Health Check Results Revealed
Ahead of the Health Check Report final result from the District Council – due out early 2009 – the Citizen can reveal some exclusively “obtained” information.
Initial findings have shown the town’s inhabitants to be “quite sick”. Most people were unaware of the checks being carried out on them, and therefore the findings were deemed to be true and accurate.
- 25% were found to be “fair to middling”
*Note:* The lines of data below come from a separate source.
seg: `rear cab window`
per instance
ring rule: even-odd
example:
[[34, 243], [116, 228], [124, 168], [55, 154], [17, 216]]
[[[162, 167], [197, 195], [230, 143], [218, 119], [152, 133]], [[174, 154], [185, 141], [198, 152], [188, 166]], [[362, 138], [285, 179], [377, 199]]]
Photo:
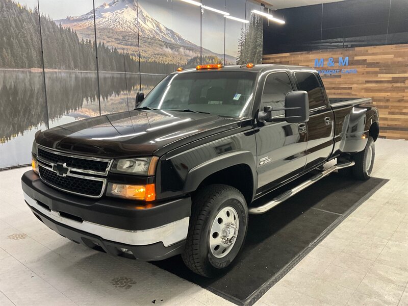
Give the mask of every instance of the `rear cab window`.
[[312, 72], [295, 72], [298, 89], [308, 92], [309, 110], [326, 106], [322, 89], [316, 75]]
[[[261, 101], [263, 106], [284, 107], [286, 94], [293, 91], [293, 87], [286, 72], [272, 72], [268, 75], [264, 85]], [[285, 114], [285, 111], [273, 112], [273, 116]]]

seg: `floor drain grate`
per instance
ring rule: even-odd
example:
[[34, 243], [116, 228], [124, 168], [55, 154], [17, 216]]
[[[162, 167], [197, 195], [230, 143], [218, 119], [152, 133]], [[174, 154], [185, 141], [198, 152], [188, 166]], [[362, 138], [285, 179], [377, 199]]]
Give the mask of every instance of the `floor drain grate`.
[[136, 282], [130, 277], [116, 277], [111, 280], [112, 285], [117, 288], [124, 288], [129, 289], [131, 288], [132, 285], [135, 285]]
[[13, 234], [13, 235], [9, 236], [7, 238], [12, 240], [21, 240], [21, 239], [25, 239], [27, 237], [27, 234], [19, 233]]

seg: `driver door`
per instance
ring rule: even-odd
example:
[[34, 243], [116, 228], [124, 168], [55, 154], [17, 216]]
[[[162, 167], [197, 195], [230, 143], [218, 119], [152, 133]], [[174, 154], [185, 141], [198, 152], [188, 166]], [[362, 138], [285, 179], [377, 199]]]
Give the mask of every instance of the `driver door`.
[[[266, 77], [260, 109], [264, 106], [284, 107], [286, 94], [294, 90], [285, 71], [274, 72]], [[284, 111], [272, 112], [283, 117]], [[257, 194], [275, 188], [301, 173], [306, 164], [308, 131], [305, 123], [263, 122], [256, 131], [258, 189]]]

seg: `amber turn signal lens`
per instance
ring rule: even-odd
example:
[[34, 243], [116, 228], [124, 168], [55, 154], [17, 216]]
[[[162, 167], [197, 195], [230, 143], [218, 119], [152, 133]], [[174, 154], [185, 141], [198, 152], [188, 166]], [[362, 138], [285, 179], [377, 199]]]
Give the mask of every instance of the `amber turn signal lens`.
[[133, 185], [109, 183], [107, 195], [143, 201], [154, 201], [156, 197], [154, 184]]
[[33, 168], [33, 170], [38, 174], [38, 165], [37, 164], [37, 161], [34, 159], [31, 160], [31, 167]]
[[202, 69], [219, 69], [222, 68], [223, 65], [222, 64], [208, 64], [208, 65], [198, 65], [195, 67], [197, 70], [201, 70]]

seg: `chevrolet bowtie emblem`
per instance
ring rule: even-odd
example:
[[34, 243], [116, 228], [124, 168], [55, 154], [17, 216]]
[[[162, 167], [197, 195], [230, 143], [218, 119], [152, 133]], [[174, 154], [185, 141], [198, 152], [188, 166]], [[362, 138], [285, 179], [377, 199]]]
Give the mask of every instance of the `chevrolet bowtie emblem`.
[[57, 172], [57, 174], [61, 176], [65, 176], [69, 170], [67, 167], [66, 164], [57, 163], [56, 165], [53, 165], [53, 171]]

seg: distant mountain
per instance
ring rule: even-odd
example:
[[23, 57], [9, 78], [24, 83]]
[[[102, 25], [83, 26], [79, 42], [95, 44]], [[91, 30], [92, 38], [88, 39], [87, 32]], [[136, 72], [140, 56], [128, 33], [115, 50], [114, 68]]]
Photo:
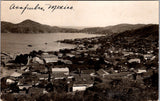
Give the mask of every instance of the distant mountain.
[[135, 30], [145, 26], [144, 24], [118, 24], [107, 27], [90, 27], [83, 29], [62, 28], [57, 26], [43, 25], [32, 20], [25, 20], [18, 24], [10, 22], [1, 22], [2, 33], [89, 33], [89, 34], [106, 34], [121, 33], [127, 30]]
[[76, 29], [60, 28], [56, 26], [43, 25], [32, 20], [25, 20], [18, 24], [1, 22], [2, 33], [56, 33], [56, 32], [75, 32]]
[[[112, 35], [114, 45], [126, 48], [134, 48], [143, 52], [144, 50], [157, 49], [159, 39], [159, 25], [150, 24], [136, 30], [125, 31]], [[140, 49], [140, 50], [139, 50]]]

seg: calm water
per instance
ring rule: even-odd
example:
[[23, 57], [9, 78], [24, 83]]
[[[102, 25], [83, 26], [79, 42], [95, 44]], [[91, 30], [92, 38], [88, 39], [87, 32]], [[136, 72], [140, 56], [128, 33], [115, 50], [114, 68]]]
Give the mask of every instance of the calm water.
[[[2, 52], [14, 55], [29, 53], [32, 50], [57, 51], [73, 48], [74, 45], [57, 43], [57, 40], [89, 38], [100, 35], [85, 33], [53, 33], [53, 34], [1, 34]], [[45, 44], [47, 43], [47, 44]], [[32, 47], [28, 47], [32, 45]]]

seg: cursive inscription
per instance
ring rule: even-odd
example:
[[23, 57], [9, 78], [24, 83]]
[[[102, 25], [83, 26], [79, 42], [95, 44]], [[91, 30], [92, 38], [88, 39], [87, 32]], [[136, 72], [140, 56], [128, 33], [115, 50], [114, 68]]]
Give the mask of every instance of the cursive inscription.
[[11, 4], [9, 7], [9, 10], [21, 10], [21, 14], [23, 14], [25, 11], [27, 10], [36, 10], [36, 11], [55, 11], [55, 10], [72, 10], [73, 6], [67, 6], [67, 5], [52, 5], [52, 4], [45, 4], [45, 5], [40, 5], [40, 4], [36, 4], [36, 5], [30, 5], [30, 4], [26, 4], [24, 6], [20, 6], [20, 5], [16, 5], [16, 4]]

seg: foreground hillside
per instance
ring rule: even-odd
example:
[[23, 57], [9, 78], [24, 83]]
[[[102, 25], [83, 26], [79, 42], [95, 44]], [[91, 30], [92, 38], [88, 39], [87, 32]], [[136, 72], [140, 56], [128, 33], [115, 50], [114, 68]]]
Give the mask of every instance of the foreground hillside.
[[4, 101], [157, 101], [158, 28], [146, 25], [110, 36], [63, 40], [60, 42], [76, 47], [32, 51], [7, 62], [3, 54], [6, 58], [2, 58], [2, 66], [15, 70], [17, 76], [1, 79], [1, 98]]

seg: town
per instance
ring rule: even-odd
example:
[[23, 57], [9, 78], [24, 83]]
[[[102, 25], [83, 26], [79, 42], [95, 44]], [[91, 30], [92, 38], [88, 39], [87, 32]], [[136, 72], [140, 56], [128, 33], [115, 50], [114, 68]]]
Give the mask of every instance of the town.
[[[141, 32], [145, 36], [139, 35]], [[155, 100], [159, 49], [154, 35], [158, 35], [157, 25], [111, 36], [58, 41], [74, 44], [74, 49], [32, 51], [14, 59], [1, 53], [1, 72], [14, 71], [1, 77], [1, 99]]]

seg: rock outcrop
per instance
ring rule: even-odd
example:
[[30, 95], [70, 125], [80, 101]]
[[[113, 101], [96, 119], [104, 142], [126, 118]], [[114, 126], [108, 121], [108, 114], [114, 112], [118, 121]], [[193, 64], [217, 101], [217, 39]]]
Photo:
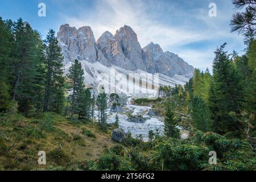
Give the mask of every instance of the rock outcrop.
[[112, 139], [117, 142], [123, 142], [127, 138], [127, 134], [121, 129], [116, 129], [113, 131]]
[[132, 115], [127, 119], [127, 121], [128, 122], [137, 123], [144, 123], [146, 120], [146, 118], [141, 115]]
[[62, 25], [57, 35], [65, 64], [80, 61], [99, 62], [106, 67], [117, 66], [129, 71], [137, 69], [173, 77], [192, 75], [193, 67], [178, 55], [164, 52], [159, 45], [151, 43], [143, 49], [133, 29], [125, 26], [114, 35], [106, 31], [97, 40], [90, 27], [79, 29]]

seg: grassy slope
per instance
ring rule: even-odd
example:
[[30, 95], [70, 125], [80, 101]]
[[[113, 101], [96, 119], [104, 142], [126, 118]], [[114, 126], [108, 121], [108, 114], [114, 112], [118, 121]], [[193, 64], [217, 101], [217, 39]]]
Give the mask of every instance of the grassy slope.
[[[39, 151], [46, 152], [47, 166], [67, 166], [72, 162], [95, 159], [106, 148], [117, 144], [111, 131], [103, 132], [97, 123], [71, 123], [53, 114], [53, 127], [40, 132], [38, 129], [43, 115], [26, 118], [17, 114], [0, 118], [0, 169], [30, 170], [39, 166]], [[96, 138], [83, 134], [85, 128]]]

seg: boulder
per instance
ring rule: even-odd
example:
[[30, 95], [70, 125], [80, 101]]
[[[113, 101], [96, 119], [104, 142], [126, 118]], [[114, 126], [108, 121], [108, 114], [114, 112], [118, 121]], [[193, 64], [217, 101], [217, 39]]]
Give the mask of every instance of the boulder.
[[148, 114], [149, 115], [150, 115], [151, 117], [154, 117], [155, 115], [155, 110], [154, 109], [150, 109], [150, 111], [148, 111]]
[[113, 131], [112, 139], [113, 140], [122, 143], [127, 137], [127, 134], [121, 129], [116, 129]]
[[132, 123], [144, 123], [146, 122], [146, 119], [142, 116], [130, 116], [127, 119], [127, 121]]

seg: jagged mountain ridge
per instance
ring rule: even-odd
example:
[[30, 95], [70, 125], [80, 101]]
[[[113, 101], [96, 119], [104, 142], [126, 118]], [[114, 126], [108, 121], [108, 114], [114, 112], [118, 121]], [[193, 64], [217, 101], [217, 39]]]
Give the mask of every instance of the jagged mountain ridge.
[[161, 73], [169, 77], [189, 76], [194, 70], [178, 55], [164, 52], [159, 45], [150, 43], [142, 48], [137, 34], [125, 26], [114, 35], [106, 31], [97, 40], [89, 26], [76, 29], [68, 24], [62, 25], [57, 34], [65, 65], [75, 61], [99, 62], [105, 66], [117, 66], [135, 71]]

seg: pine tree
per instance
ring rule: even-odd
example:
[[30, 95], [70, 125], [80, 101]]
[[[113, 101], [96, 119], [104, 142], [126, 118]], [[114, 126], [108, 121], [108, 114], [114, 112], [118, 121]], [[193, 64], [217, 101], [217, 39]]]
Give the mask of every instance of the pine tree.
[[71, 98], [71, 121], [73, 121], [73, 114], [77, 111], [79, 104], [79, 99], [83, 88], [84, 81], [84, 69], [82, 69], [81, 63], [77, 60], [75, 61], [71, 67], [69, 68], [67, 77], [69, 80], [71, 86], [72, 87]]
[[212, 123], [209, 107], [200, 97], [196, 96], [193, 99], [192, 116], [197, 129], [204, 132], [211, 130]]
[[60, 113], [64, 102], [64, 57], [55, 34], [51, 29], [44, 40], [46, 74], [43, 111]]
[[116, 128], [118, 128], [118, 127], [119, 127], [119, 117], [117, 114], [115, 115], [115, 120], [114, 126]]
[[152, 142], [154, 140], [154, 136], [155, 136], [155, 134], [154, 133], [153, 130], [151, 130], [148, 131], [148, 140], [150, 142]]
[[242, 100], [241, 78], [234, 64], [224, 51], [226, 44], [215, 51], [213, 76], [209, 93], [209, 107], [217, 132], [238, 131], [241, 123], [229, 115], [232, 111], [239, 113]]
[[174, 114], [172, 111], [172, 103], [168, 100], [166, 103], [164, 116], [164, 134], [168, 137], [179, 138], [180, 132], [176, 127], [177, 122], [174, 118]]
[[91, 119], [92, 98], [89, 89], [84, 89], [79, 100], [79, 113], [83, 114], [83, 117], [86, 121]]
[[21, 18], [14, 23], [14, 35], [15, 58], [11, 68], [14, 75], [13, 100], [18, 101], [19, 110], [27, 115], [38, 97], [33, 86], [38, 68], [42, 63], [42, 42], [39, 33]]
[[93, 94], [93, 97], [92, 98], [92, 113], [91, 113], [92, 122], [93, 122], [93, 118], [94, 117], [95, 102], [96, 102], [95, 96], [94, 94]]
[[256, 40], [251, 42], [248, 50], [248, 65], [252, 71], [256, 69]]
[[[100, 112], [100, 122], [102, 128], [105, 130], [105, 123], [106, 121], [106, 110], [108, 109], [108, 97], [106, 94], [104, 92], [100, 93], [97, 98], [97, 106]], [[100, 113], [99, 113], [100, 114]], [[100, 115], [100, 114], [99, 114]]]
[[[10, 102], [11, 64], [13, 61], [14, 39], [10, 28], [11, 22], [4, 22], [0, 17], [0, 112], [9, 107]], [[8, 24], [10, 24], [8, 26]]]
[[256, 0], [233, 0], [233, 4], [236, 9], [243, 11], [237, 11], [233, 15], [231, 31], [237, 31], [253, 39], [256, 32]]

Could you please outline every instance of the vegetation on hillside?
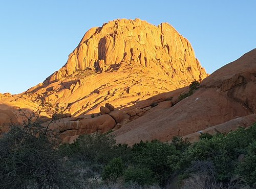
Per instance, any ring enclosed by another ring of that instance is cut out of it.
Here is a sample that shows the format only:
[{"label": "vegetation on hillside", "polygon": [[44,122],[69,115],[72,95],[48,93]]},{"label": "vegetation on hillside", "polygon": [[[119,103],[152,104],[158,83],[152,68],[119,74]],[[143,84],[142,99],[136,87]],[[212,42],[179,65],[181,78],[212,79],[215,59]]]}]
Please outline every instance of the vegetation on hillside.
[{"label": "vegetation on hillside", "polygon": [[181,188],[256,187],[256,124],[194,144],[129,147],[99,133],[59,145],[55,131],[32,120],[0,138],[1,188],[170,188],[177,178]]}]

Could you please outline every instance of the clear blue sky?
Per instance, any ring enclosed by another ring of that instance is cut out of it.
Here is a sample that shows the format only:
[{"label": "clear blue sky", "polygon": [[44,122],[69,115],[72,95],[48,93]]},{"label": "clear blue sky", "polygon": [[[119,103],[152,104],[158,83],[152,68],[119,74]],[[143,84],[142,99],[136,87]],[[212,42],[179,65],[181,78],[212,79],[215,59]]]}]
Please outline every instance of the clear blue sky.
[{"label": "clear blue sky", "polygon": [[255,8],[252,0],[0,0],[0,92],[44,81],[87,31],[117,18],[169,23],[211,73],[256,48]]}]

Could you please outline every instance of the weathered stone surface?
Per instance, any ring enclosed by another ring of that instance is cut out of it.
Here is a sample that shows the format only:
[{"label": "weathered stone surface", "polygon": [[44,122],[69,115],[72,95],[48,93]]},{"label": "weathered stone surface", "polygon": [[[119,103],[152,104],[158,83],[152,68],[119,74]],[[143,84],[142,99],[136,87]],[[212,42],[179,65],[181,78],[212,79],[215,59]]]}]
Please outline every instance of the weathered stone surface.
[{"label": "weathered stone surface", "polygon": [[[239,127],[246,128],[251,126],[256,122],[256,114],[251,114],[244,117],[239,117],[229,120],[226,122],[215,125],[202,130],[202,133],[209,133],[215,135],[219,133],[227,133],[234,131]],[[198,132],[183,136],[183,139],[187,139],[190,142],[195,142],[199,140],[201,134]]]},{"label": "weathered stone surface", "polygon": [[115,107],[114,107],[114,106],[110,104],[110,103],[106,103],[106,104],[105,104],[105,107],[106,108],[108,108],[110,111],[115,110]]},{"label": "weathered stone surface", "polygon": [[100,113],[101,113],[102,114],[106,114],[110,112],[109,109],[104,106],[101,106],[100,108]]},{"label": "weathered stone surface", "polygon": [[[175,100],[178,93],[170,92],[174,106],[152,108],[144,115],[123,125],[114,132],[117,141],[133,144],[152,139],[168,141],[176,135],[198,135],[198,131],[215,126],[221,132],[244,124],[249,126],[255,122],[255,76],[256,49],[216,71],[203,81],[193,94],[181,101]],[[180,93],[184,89],[179,90]],[[167,94],[161,94],[159,100],[163,101]],[[245,120],[248,115],[252,115],[247,123]]]},{"label": "weathered stone surface", "polygon": [[106,103],[131,106],[206,76],[188,41],[168,23],[118,19],[90,30],[63,67],[9,98],[22,96],[26,105],[17,106],[34,109],[29,102],[42,96],[75,116],[98,112]]},{"label": "weathered stone surface", "polygon": [[17,123],[16,116],[11,111],[0,109],[0,134],[8,131],[10,125]]}]

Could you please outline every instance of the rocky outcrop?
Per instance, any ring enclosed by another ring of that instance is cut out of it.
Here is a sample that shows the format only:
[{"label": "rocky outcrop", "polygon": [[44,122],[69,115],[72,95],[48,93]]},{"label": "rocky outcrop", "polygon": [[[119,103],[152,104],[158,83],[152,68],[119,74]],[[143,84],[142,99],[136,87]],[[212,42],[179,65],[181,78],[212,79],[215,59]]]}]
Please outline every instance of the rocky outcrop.
[{"label": "rocky outcrop", "polygon": [[139,19],[123,19],[88,31],[65,65],[45,82],[88,68],[125,69],[127,63],[132,64],[128,68],[154,68],[177,80],[200,80],[206,76],[188,41],[169,24],[157,27]]},{"label": "rocky outcrop", "polygon": [[190,43],[169,24],[118,19],[88,31],[63,67],[22,97],[39,95],[78,116],[106,103],[131,106],[206,76]]},{"label": "rocky outcrop", "polygon": [[153,108],[123,126],[114,132],[117,141],[168,141],[174,136],[187,136],[201,130],[218,128],[227,132],[239,125],[249,126],[255,121],[255,78],[254,49],[207,77],[191,96],[178,103],[174,97],[174,106],[156,111]]},{"label": "rocky outcrop", "polygon": [[15,115],[11,111],[0,109],[0,134],[8,131],[12,124],[17,123]]}]

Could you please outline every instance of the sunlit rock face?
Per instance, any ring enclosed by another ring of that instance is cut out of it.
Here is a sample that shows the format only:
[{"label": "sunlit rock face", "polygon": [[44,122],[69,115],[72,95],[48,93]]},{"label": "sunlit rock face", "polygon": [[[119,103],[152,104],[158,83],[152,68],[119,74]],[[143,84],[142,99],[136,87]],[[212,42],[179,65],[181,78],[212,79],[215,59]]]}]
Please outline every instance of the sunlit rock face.
[{"label": "sunlit rock face", "polygon": [[169,24],[118,19],[89,30],[67,63],[26,93],[44,93],[75,115],[106,102],[130,106],[207,76],[188,41]]},{"label": "sunlit rock face", "polygon": [[[136,106],[127,113],[123,108],[207,76],[189,41],[169,24],[117,19],[86,32],[64,66],[44,82],[21,94],[0,96],[0,109],[33,111],[39,97],[63,113],[58,115],[62,124],[51,125],[62,125],[63,137],[104,132],[148,110]],[[106,103],[112,106],[110,113],[102,107]],[[105,114],[98,116],[100,111]],[[65,117],[70,114],[72,117]]]}]

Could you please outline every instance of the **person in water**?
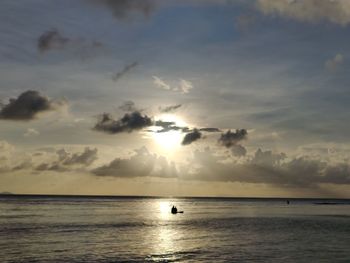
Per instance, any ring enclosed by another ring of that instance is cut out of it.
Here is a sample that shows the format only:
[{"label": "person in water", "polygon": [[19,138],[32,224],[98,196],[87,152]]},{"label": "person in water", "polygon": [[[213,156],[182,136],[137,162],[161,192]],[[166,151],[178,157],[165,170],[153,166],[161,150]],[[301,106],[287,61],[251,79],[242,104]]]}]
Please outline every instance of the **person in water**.
[{"label": "person in water", "polygon": [[171,213],[172,213],[172,214],[176,214],[176,213],[177,213],[177,208],[176,208],[176,206],[173,206],[173,207],[171,208]]}]

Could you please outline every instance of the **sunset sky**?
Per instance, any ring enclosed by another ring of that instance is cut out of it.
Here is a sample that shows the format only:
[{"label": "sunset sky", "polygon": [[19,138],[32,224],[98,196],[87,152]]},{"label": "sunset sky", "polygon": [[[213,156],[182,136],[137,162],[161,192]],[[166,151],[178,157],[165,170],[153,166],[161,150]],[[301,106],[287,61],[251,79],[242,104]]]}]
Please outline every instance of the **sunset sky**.
[{"label": "sunset sky", "polygon": [[350,198],[350,1],[0,12],[0,192]]}]

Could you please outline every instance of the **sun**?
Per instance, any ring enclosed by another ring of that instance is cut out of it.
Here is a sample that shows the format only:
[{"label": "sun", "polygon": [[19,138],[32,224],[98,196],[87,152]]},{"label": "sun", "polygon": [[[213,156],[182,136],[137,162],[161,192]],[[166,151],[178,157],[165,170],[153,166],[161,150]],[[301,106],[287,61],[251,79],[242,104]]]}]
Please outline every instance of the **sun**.
[{"label": "sun", "polygon": [[[187,124],[179,117],[173,114],[162,114],[155,118],[156,121],[172,122],[173,127],[187,127]],[[170,129],[168,131],[162,131],[162,127],[154,127],[153,139],[157,145],[166,151],[175,150],[181,146],[184,134],[181,129],[175,130]]]}]

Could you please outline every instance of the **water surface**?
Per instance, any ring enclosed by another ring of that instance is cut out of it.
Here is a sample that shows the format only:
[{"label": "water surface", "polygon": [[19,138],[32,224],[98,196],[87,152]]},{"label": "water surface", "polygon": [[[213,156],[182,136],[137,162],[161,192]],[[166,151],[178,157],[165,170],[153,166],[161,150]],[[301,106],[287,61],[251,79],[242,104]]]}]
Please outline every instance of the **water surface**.
[{"label": "water surface", "polygon": [[350,262],[350,201],[0,196],[0,251],[0,262]]}]

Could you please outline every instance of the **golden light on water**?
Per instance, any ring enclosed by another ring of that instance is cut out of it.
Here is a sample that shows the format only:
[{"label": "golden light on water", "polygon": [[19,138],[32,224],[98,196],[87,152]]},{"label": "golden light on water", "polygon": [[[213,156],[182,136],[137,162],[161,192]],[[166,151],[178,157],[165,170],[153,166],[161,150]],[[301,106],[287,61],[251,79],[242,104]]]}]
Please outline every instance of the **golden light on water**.
[{"label": "golden light on water", "polygon": [[160,201],[158,203],[158,209],[160,217],[163,219],[167,219],[171,215],[171,204],[167,201]]}]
- 25% were suffering complete and absolute apathy
- 45% were suffering from aggressive “I went to London once so fuck off” syndrome
- 4% were unsure – and should be in solitary confinement
- 1% thought to be aliens.
Along with suggesttions on how to improve the future health of the town’s residents, the report mentions ways in which the town has already begun improvements. In particular, an unnamed councillor said that “The many and varied gift-card shops in the town centre could only help combat this general depression”. Indeed, the council has designed a range of cards targetting the sector of the population suffering from “Fuck Off Syndrome”, to save on difficult conversation. These include:
- “Do you want some?” (Tick list)
- “You and me, outside” with date & time confirmation slip and return envelope
- “What the ___ are you looking at, you ___” (left blank for your own comments).
The design of these cards is hoped to bring about a calmer, less shouty town centre, thus attracting more visitors to the town. However, this could all be to no avail. Traffic calming and the relocation of the recycling centre could cause such traffic congestion that it drives otherwise sober citizens to drink – or even Huntingdon.